Hutchinson L E, Stevens M G, Olsen S C
United States Department of Agriculture, Agriculture Research Service, Ames, IA 50010, USA.
Vet Immunol Immunopathol. 1994 Dec;44(1):13-29. doi: 10.1016/0165-2427(94)90166-x.

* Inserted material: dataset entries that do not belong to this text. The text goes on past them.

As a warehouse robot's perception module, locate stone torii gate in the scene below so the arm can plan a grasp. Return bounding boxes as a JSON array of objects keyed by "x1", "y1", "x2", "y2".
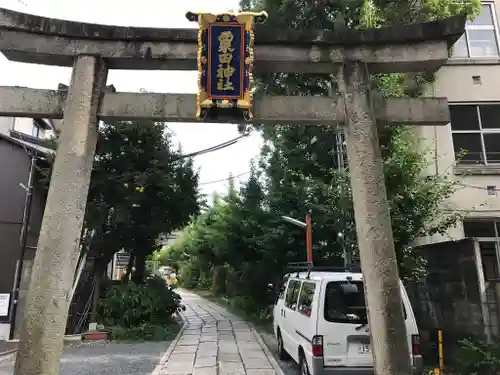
[{"x1": 0, "y1": 9, "x2": 465, "y2": 375}]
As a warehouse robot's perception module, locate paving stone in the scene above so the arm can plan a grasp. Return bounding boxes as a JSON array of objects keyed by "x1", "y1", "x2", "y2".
[
  {"x1": 194, "y1": 355, "x2": 217, "y2": 368},
  {"x1": 172, "y1": 345, "x2": 198, "y2": 355},
  {"x1": 219, "y1": 361, "x2": 245, "y2": 375},
  {"x1": 240, "y1": 349, "x2": 267, "y2": 359},
  {"x1": 193, "y1": 366, "x2": 217, "y2": 375},
  {"x1": 219, "y1": 353, "x2": 241, "y2": 362},
  {"x1": 246, "y1": 368, "x2": 276, "y2": 375},
  {"x1": 243, "y1": 358, "x2": 273, "y2": 369}
]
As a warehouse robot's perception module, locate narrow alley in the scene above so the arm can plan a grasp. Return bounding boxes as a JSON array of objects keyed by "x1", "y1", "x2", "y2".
[{"x1": 155, "y1": 291, "x2": 281, "y2": 375}]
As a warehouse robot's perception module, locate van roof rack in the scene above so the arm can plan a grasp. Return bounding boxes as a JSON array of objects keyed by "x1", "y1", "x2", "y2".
[{"x1": 287, "y1": 262, "x2": 361, "y2": 279}]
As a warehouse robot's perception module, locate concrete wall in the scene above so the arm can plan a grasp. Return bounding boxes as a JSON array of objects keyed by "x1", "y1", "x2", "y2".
[
  {"x1": 416, "y1": 0, "x2": 500, "y2": 243},
  {"x1": 408, "y1": 239, "x2": 488, "y2": 363},
  {"x1": 0, "y1": 138, "x2": 45, "y2": 332}
]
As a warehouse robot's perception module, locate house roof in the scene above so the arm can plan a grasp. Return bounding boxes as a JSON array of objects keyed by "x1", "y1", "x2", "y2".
[{"x1": 0, "y1": 133, "x2": 55, "y2": 156}]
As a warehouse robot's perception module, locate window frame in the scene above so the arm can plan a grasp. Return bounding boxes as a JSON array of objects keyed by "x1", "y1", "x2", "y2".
[
  {"x1": 448, "y1": 102, "x2": 500, "y2": 166},
  {"x1": 297, "y1": 280, "x2": 316, "y2": 318},
  {"x1": 285, "y1": 279, "x2": 302, "y2": 311},
  {"x1": 462, "y1": 217, "x2": 500, "y2": 281},
  {"x1": 450, "y1": 1, "x2": 500, "y2": 59}
]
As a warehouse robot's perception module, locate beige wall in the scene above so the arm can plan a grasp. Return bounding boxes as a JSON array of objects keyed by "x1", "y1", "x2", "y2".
[{"x1": 417, "y1": 0, "x2": 500, "y2": 243}]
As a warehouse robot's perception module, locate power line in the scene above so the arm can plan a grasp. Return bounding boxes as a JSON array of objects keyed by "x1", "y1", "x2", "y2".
[
  {"x1": 174, "y1": 133, "x2": 249, "y2": 161},
  {"x1": 198, "y1": 171, "x2": 250, "y2": 186}
]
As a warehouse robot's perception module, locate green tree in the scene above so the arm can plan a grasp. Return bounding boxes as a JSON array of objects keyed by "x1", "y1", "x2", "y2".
[{"x1": 38, "y1": 121, "x2": 199, "y2": 282}]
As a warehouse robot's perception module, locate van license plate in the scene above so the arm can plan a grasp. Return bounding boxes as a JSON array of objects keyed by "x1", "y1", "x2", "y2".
[{"x1": 358, "y1": 344, "x2": 372, "y2": 354}]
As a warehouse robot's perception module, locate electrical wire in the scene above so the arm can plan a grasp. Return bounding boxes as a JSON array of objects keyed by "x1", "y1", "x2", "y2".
[
  {"x1": 174, "y1": 133, "x2": 250, "y2": 161},
  {"x1": 198, "y1": 171, "x2": 250, "y2": 186}
]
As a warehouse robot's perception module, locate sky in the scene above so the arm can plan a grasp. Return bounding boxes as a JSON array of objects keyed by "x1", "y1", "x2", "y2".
[{"x1": 0, "y1": 0, "x2": 262, "y2": 200}]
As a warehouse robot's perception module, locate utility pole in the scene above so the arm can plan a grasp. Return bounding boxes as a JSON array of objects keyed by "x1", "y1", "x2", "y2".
[
  {"x1": 9, "y1": 150, "x2": 38, "y2": 340},
  {"x1": 281, "y1": 212, "x2": 313, "y2": 265}
]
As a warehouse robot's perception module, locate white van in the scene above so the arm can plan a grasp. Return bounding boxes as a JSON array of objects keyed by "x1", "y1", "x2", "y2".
[{"x1": 273, "y1": 271, "x2": 423, "y2": 375}]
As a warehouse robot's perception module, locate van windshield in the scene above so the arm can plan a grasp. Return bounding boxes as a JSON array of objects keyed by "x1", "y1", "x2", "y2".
[
  {"x1": 324, "y1": 281, "x2": 407, "y2": 324},
  {"x1": 325, "y1": 281, "x2": 368, "y2": 324}
]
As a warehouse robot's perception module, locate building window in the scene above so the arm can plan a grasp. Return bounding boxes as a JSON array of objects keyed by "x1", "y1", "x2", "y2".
[
  {"x1": 452, "y1": 3, "x2": 499, "y2": 58},
  {"x1": 450, "y1": 104, "x2": 500, "y2": 165},
  {"x1": 31, "y1": 122, "x2": 40, "y2": 138},
  {"x1": 463, "y1": 219, "x2": 500, "y2": 281}
]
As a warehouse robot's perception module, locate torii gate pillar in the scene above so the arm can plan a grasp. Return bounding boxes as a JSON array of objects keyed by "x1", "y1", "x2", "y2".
[
  {"x1": 15, "y1": 55, "x2": 107, "y2": 374},
  {"x1": 337, "y1": 61, "x2": 411, "y2": 375}
]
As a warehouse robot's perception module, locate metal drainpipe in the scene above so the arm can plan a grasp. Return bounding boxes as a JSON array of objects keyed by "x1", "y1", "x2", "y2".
[{"x1": 9, "y1": 150, "x2": 37, "y2": 340}]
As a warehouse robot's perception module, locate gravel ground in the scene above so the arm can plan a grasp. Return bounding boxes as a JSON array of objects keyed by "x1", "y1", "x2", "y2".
[
  {"x1": 0, "y1": 342, "x2": 169, "y2": 375},
  {"x1": 256, "y1": 330, "x2": 300, "y2": 375}
]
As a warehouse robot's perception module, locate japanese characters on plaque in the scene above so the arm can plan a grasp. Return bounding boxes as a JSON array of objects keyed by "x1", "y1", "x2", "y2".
[{"x1": 186, "y1": 12, "x2": 267, "y2": 120}]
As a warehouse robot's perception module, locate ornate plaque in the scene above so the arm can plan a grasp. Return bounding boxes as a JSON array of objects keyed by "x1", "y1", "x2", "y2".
[{"x1": 186, "y1": 12, "x2": 267, "y2": 120}]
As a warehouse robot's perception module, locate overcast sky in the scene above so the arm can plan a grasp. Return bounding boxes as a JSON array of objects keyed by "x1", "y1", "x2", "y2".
[{"x1": 0, "y1": 0, "x2": 262, "y2": 200}]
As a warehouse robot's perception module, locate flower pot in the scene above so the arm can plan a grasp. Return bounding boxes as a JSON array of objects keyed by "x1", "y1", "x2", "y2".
[{"x1": 83, "y1": 331, "x2": 108, "y2": 341}]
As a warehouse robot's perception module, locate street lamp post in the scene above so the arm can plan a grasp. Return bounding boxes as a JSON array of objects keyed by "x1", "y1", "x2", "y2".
[{"x1": 281, "y1": 213, "x2": 313, "y2": 265}]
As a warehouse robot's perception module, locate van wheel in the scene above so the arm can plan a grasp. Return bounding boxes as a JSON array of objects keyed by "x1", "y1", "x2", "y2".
[
  {"x1": 299, "y1": 351, "x2": 311, "y2": 375},
  {"x1": 276, "y1": 331, "x2": 289, "y2": 361}
]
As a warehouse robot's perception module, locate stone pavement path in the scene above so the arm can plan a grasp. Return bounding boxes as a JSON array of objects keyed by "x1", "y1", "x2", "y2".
[{"x1": 155, "y1": 291, "x2": 282, "y2": 375}]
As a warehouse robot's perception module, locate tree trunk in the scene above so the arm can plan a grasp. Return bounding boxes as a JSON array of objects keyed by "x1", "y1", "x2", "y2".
[
  {"x1": 132, "y1": 254, "x2": 146, "y2": 284},
  {"x1": 122, "y1": 253, "x2": 135, "y2": 283},
  {"x1": 89, "y1": 266, "x2": 104, "y2": 323}
]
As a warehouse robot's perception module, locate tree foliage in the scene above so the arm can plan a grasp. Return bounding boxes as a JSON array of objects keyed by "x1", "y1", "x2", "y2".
[
  {"x1": 158, "y1": 0, "x2": 480, "y2": 318},
  {"x1": 41, "y1": 121, "x2": 199, "y2": 282}
]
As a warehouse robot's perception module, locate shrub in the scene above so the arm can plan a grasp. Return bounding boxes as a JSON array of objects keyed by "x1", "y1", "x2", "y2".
[
  {"x1": 98, "y1": 277, "x2": 181, "y2": 328},
  {"x1": 110, "y1": 323, "x2": 179, "y2": 341},
  {"x1": 454, "y1": 338, "x2": 500, "y2": 375}
]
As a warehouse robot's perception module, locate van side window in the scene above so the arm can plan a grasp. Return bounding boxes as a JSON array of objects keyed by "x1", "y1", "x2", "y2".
[
  {"x1": 278, "y1": 276, "x2": 288, "y2": 299},
  {"x1": 324, "y1": 281, "x2": 368, "y2": 324},
  {"x1": 298, "y1": 282, "x2": 316, "y2": 316},
  {"x1": 285, "y1": 280, "x2": 301, "y2": 310},
  {"x1": 324, "y1": 281, "x2": 407, "y2": 324}
]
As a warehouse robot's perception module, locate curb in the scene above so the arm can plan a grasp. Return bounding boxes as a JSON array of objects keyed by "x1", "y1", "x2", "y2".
[
  {"x1": 0, "y1": 349, "x2": 18, "y2": 362},
  {"x1": 247, "y1": 322, "x2": 285, "y2": 375},
  {"x1": 151, "y1": 312, "x2": 188, "y2": 375}
]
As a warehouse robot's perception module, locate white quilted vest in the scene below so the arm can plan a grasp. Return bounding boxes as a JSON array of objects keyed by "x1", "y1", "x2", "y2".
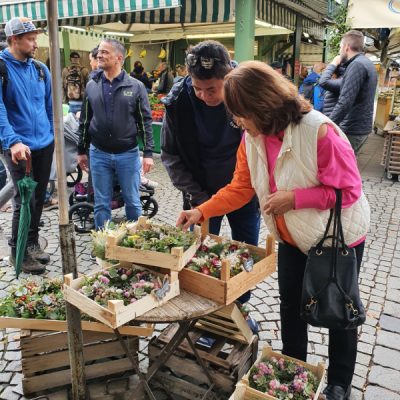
[{"x1": 246, "y1": 110, "x2": 370, "y2": 254}]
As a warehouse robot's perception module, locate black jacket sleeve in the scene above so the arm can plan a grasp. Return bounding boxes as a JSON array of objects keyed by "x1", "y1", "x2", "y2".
[
  {"x1": 161, "y1": 110, "x2": 209, "y2": 205},
  {"x1": 330, "y1": 62, "x2": 367, "y2": 125},
  {"x1": 78, "y1": 92, "x2": 93, "y2": 155},
  {"x1": 135, "y1": 82, "x2": 154, "y2": 157},
  {"x1": 318, "y1": 64, "x2": 342, "y2": 94}
]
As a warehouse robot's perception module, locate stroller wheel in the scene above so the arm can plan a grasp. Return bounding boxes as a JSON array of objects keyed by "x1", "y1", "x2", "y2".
[
  {"x1": 140, "y1": 196, "x2": 158, "y2": 218},
  {"x1": 68, "y1": 202, "x2": 94, "y2": 233},
  {"x1": 67, "y1": 165, "x2": 83, "y2": 187}
]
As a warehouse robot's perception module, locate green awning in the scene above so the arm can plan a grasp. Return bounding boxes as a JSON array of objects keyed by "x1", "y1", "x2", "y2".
[{"x1": 0, "y1": 0, "x2": 181, "y2": 26}]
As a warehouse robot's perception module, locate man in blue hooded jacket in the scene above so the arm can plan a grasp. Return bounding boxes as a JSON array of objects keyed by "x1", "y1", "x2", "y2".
[{"x1": 0, "y1": 17, "x2": 54, "y2": 274}]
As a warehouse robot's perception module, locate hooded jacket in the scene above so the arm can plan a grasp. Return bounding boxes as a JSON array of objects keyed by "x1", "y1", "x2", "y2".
[
  {"x1": 329, "y1": 54, "x2": 378, "y2": 135},
  {"x1": 0, "y1": 49, "x2": 54, "y2": 150},
  {"x1": 78, "y1": 70, "x2": 154, "y2": 157}
]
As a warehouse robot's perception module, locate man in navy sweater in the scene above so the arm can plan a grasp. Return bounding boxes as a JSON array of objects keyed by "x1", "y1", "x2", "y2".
[{"x1": 0, "y1": 17, "x2": 54, "y2": 274}]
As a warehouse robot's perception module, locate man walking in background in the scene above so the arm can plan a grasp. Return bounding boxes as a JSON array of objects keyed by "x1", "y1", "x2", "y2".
[
  {"x1": 330, "y1": 30, "x2": 377, "y2": 154},
  {"x1": 0, "y1": 18, "x2": 54, "y2": 274},
  {"x1": 78, "y1": 39, "x2": 153, "y2": 229}
]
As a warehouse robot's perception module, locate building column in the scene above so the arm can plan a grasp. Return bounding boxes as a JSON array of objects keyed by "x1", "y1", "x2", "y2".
[
  {"x1": 235, "y1": 0, "x2": 256, "y2": 62},
  {"x1": 293, "y1": 14, "x2": 303, "y2": 85}
]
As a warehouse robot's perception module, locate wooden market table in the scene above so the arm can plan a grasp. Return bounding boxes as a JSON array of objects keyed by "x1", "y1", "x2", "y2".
[{"x1": 114, "y1": 290, "x2": 225, "y2": 400}]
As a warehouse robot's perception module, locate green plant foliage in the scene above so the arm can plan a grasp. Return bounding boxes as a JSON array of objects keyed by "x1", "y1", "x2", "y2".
[{"x1": 327, "y1": 4, "x2": 351, "y2": 60}]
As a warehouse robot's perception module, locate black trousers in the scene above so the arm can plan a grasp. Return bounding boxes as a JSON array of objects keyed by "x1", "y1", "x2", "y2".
[
  {"x1": 278, "y1": 242, "x2": 364, "y2": 386},
  {"x1": 4, "y1": 142, "x2": 54, "y2": 256}
]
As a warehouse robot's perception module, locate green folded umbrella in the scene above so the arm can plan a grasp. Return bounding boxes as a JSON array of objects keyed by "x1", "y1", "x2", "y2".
[{"x1": 15, "y1": 157, "x2": 37, "y2": 278}]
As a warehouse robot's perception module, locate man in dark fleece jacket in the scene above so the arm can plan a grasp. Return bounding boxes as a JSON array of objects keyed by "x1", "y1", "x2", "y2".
[
  {"x1": 330, "y1": 30, "x2": 377, "y2": 154},
  {"x1": 78, "y1": 39, "x2": 153, "y2": 229}
]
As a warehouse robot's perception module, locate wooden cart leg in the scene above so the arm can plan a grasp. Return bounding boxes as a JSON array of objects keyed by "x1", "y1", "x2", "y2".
[{"x1": 114, "y1": 328, "x2": 156, "y2": 400}]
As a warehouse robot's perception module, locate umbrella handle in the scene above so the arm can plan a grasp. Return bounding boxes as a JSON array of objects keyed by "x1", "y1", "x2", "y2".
[{"x1": 25, "y1": 154, "x2": 32, "y2": 176}]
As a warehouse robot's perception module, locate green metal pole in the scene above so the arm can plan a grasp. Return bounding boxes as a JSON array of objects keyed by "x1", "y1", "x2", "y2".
[
  {"x1": 62, "y1": 31, "x2": 71, "y2": 67},
  {"x1": 235, "y1": 0, "x2": 256, "y2": 62}
]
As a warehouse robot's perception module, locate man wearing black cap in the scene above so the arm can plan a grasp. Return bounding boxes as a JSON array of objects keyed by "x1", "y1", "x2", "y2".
[
  {"x1": 0, "y1": 14, "x2": 54, "y2": 274},
  {"x1": 62, "y1": 51, "x2": 89, "y2": 113}
]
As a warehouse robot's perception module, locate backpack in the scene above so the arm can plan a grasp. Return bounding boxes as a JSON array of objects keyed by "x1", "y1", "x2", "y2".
[
  {"x1": 0, "y1": 58, "x2": 46, "y2": 99},
  {"x1": 65, "y1": 65, "x2": 83, "y2": 100}
]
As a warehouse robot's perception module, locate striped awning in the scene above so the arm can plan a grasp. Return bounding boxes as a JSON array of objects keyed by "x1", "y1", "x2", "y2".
[{"x1": 0, "y1": 0, "x2": 181, "y2": 26}]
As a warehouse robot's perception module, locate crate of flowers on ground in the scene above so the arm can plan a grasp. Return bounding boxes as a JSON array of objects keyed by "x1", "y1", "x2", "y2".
[
  {"x1": 179, "y1": 230, "x2": 276, "y2": 305},
  {"x1": 241, "y1": 346, "x2": 325, "y2": 400},
  {"x1": 64, "y1": 263, "x2": 179, "y2": 329},
  {"x1": 105, "y1": 217, "x2": 201, "y2": 271},
  {"x1": 0, "y1": 277, "x2": 154, "y2": 336}
]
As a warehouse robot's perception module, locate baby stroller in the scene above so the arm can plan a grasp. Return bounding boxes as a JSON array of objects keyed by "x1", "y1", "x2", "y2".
[{"x1": 69, "y1": 182, "x2": 158, "y2": 233}]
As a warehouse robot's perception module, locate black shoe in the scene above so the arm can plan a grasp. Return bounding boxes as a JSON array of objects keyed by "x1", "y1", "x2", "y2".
[
  {"x1": 26, "y1": 244, "x2": 50, "y2": 264},
  {"x1": 10, "y1": 254, "x2": 46, "y2": 275},
  {"x1": 323, "y1": 384, "x2": 351, "y2": 400}
]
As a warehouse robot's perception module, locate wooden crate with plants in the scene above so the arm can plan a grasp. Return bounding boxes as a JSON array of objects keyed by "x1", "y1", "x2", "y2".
[
  {"x1": 179, "y1": 225, "x2": 276, "y2": 305},
  {"x1": 239, "y1": 346, "x2": 326, "y2": 400},
  {"x1": 105, "y1": 217, "x2": 201, "y2": 271},
  {"x1": 64, "y1": 263, "x2": 179, "y2": 329}
]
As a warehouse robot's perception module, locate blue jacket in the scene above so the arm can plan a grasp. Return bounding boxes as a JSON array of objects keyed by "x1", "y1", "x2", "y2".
[
  {"x1": 0, "y1": 49, "x2": 54, "y2": 150},
  {"x1": 299, "y1": 72, "x2": 324, "y2": 111}
]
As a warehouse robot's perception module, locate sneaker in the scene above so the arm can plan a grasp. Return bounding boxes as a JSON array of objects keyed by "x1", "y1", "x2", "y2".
[
  {"x1": 27, "y1": 244, "x2": 50, "y2": 264},
  {"x1": 43, "y1": 198, "x2": 58, "y2": 211},
  {"x1": 9, "y1": 254, "x2": 46, "y2": 275}
]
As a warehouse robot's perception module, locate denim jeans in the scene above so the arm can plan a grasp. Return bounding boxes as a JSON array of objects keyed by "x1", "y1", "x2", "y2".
[
  {"x1": 4, "y1": 142, "x2": 54, "y2": 256},
  {"x1": 90, "y1": 144, "x2": 142, "y2": 229},
  {"x1": 278, "y1": 242, "x2": 365, "y2": 387}
]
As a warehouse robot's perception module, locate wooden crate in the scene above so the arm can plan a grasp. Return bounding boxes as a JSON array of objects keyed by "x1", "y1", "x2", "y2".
[
  {"x1": 21, "y1": 330, "x2": 138, "y2": 395},
  {"x1": 106, "y1": 217, "x2": 201, "y2": 271},
  {"x1": 64, "y1": 265, "x2": 179, "y2": 329},
  {"x1": 0, "y1": 317, "x2": 154, "y2": 336},
  {"x1": 149, "y1": 324, "x2": 258, "y2": 400},
  {"x1": 179, "y1": 234, "x2": 276, "y2": 304},
  {"x1": 239, "y1": 346, "x2": 326, "y2": 400}
]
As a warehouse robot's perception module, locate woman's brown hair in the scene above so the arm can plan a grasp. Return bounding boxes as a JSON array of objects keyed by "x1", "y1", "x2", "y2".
[{"x1": 224, "y1": 61, "x2": 312, "y2": 135}]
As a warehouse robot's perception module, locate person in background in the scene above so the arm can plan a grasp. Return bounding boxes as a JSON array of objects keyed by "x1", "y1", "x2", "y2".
[
  {"x1": 130, "y1": 61, "x2": 152, "y2": 93},
  {"x1": 78, "y1": 39, "x2": 154, "y2": 229},
  {"x1": 319, "y1": 56, "x2": 346, "y2": 117},
  {"x1": 62, "y1": 51, "x2": 89, "y2": 114},
  {"x1": 0, "y1": 17, "x2": 54, "y2": 274},
  {"x1": 174, "y1": 64, "x2": 187, "y2": 84},
  {"x1": 88, "y1": 46, "x2": 99, "y2": 80},
  {"x1": 161, "y1": 40, "x2": 260, "y2": 324},
  {"x1": 156, "y1": 62, "x2": 174, "y2": 94},
  {"x1": 177, "y1": 61, "x2": 370, "y2": 400},
  {"x1": 299, "y1": 62, "x2": 325, "y2": 111},
  {"x1": 330, "y1": 30, "x2": 378, "y2": 154}
]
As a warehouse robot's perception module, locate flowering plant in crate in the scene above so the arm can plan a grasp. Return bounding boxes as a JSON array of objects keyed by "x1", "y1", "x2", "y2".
[
  {"x1": 187, "y1": 236, "x2": 258, "y2": 278},
  {"x1": 79, "y1": 268, "x2": 168, "y2": 306},
  {"x1": 120, "y1": 223, "x2": 196, "y2": 253},
  {"x1": 249, "y1": 357, "x2": 320, "y2": 400},
  {"x1": 0, "y1": 278, "x2": 66, "y2": 320}
]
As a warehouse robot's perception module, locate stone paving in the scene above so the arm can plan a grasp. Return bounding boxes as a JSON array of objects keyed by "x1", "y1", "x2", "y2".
[{"x1": 0, "y1": 135, "x2": 400, "y2": 400}]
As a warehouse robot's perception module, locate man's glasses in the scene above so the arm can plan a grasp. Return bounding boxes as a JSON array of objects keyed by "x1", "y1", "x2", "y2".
[{"x1": 186, "y1": 53, "x2": 221, "y2": 69}]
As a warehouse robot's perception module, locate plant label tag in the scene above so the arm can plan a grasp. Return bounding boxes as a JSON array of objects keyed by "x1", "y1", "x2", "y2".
[{"x1": 244, "y1": 257, "x2": 254, "y2": 272}]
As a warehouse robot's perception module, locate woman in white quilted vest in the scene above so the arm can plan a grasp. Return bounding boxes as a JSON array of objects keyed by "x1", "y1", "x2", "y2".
[{"x1": 177, "y1": 61, "x2": 370, "y2": 400}]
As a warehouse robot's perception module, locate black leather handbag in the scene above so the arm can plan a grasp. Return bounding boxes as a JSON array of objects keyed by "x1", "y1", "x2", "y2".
[{"x1": 300, "y1": 190, "x2": 365, "y2": 330}]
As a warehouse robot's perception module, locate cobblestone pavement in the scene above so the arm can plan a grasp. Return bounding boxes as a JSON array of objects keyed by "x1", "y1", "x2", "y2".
[{"x1": 0, "y1": 135, "x2": 400, "y2": 400}]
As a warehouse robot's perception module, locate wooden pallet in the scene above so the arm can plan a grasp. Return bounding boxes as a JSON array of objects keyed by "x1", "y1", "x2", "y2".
[
  {"x1": 149, "y1": 324, "x2": 258, "y2": 400},
  {"x1": 196, "y1": 303, "x2": 253, "y2": 343},
  {"x1": 63, "y1": 264, "x2": 180, "y2": 329},
  {"x1": 21, "y1": 330, "x2": 138, "y2": 395},
  {"x1": 239, "y1": 346, "x2": 326, "y2": 400},
  {"x1": 179, "y1": 230, "x2": 276, "y2": 305},
  {"x1": 106, "y1": 217, "x2": 201, "y2": 271}
]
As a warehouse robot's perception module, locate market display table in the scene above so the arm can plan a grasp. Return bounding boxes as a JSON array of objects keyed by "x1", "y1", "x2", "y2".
[{"x1": 114, "y1": 290, "x2": 225, "y2": 400}]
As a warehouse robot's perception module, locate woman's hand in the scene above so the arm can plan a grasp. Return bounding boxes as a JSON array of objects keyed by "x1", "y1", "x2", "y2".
[
  {"x1": 264, "y1": 190, "x2": 295, "y2": 215},
  {"x1": 176, "y1": 208, "x2": 203, "y2": 230}
]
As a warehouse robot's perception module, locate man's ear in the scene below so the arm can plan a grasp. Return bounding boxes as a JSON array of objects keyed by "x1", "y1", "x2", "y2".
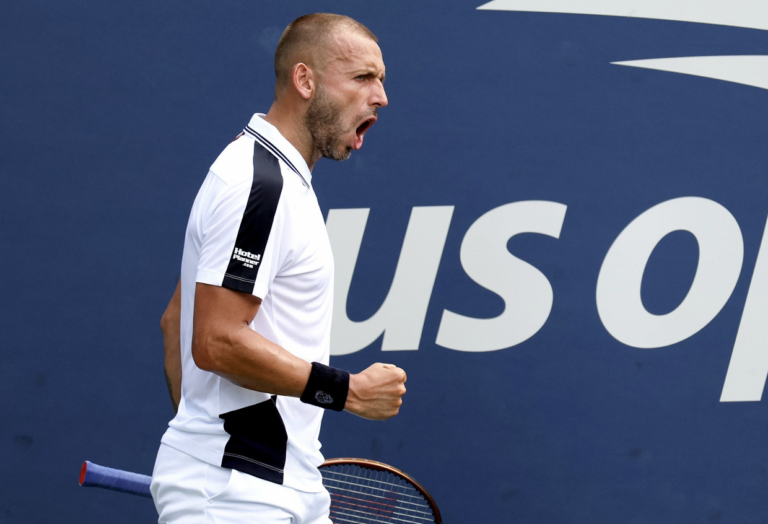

Bovine cytokine-specific primers and the reverse transcription-polymerase chain reaction (RT-PCR) were used to clone cDNA fragments that were specific for bovine IL-1 alpha, IL-1 beta, IL-2, and IFN-gamma. Specificity of the cDNA fragments was verified by sequence analysis based on known bovine IL-1 alpha, IL-1 beta, IL-2, and IFN-gamma gene sequences. In addition, RT-PCR was used to monitor cytokine mRNA expression in concanavalin A (Con A) and lipopolysaccharide (LPS)-stimulated bovine peripheral blood mononuclear cells (PBMC), and the results were compared with those obtained by measuring PBMC cytokine secretion using biologic assays. IL-1 activity in LPS-stimulated PBMC cultures was similar at 12 h and 24 h, although the activity decreased by approximately 40% at 48 h. IL-2 and IFN-gamma activity in supernatants of Con A-stimulated PBMC cultures was low at 12 h and reached maximum levels at 48 h. RT-PCR transcript analysis detected an increase in IL-1 alpha, IL-1 beta, IL-2, and IFN-gamma mRNA expression that was usually correlated with the detection of these soluble cytokines by the bioassays. These results indicate that RT-PCR is a sensitive and effective method of obtaining cDNA probes and that this technique can be used to monitor bovine cytokine mRNA expression.
使用牛细胞因子特异性引物和逆转录-聚合酶链反应(RT-PCR)克隆牛白细胞介素-1α(IL-1α)、白细胞介素-1β(IL-1β)、白细胞介素-2(IL-2)和干扰素-γ(IFN-γ)特异性的cDNA片段。基于已知的牛IL-1α、IL-1β、IL-2和IFN-γ基因序列,通过序列分析验证cDNA片段的特异性。此外,使用RT-PCR监测伴刀豆球蛋白A(Con A)和脂多糖(LPS)刺激的牛外周血单个核细胞(PBMC)中细胞因子mRNA的表达,并将结果与通过生物学检测测量PBMC细胞因子分泌所获得的结果进行比较。LPS刺激的PBMC培养物中IL-1活性在12小时和24小时时相似,尽管在48小时时活性下降了约40%。Con A刺激的PBMC培养物上清液中的IL-2和IFN-γ活性在12小时时较低,并在48小时时达到最高水平。RT-PCR转录分析检测到IL-1α、IL-1β、IL-2和IFN-γ mRNA表达增加,这通常与通过生物学检测对这些可溶性细胞因子的检测相关。这些结果表明,RT-PCR是获得cDNA探针的一种灵敏且有效的方法,并且该技术可用于监测牛细胞因子mRNA的表达。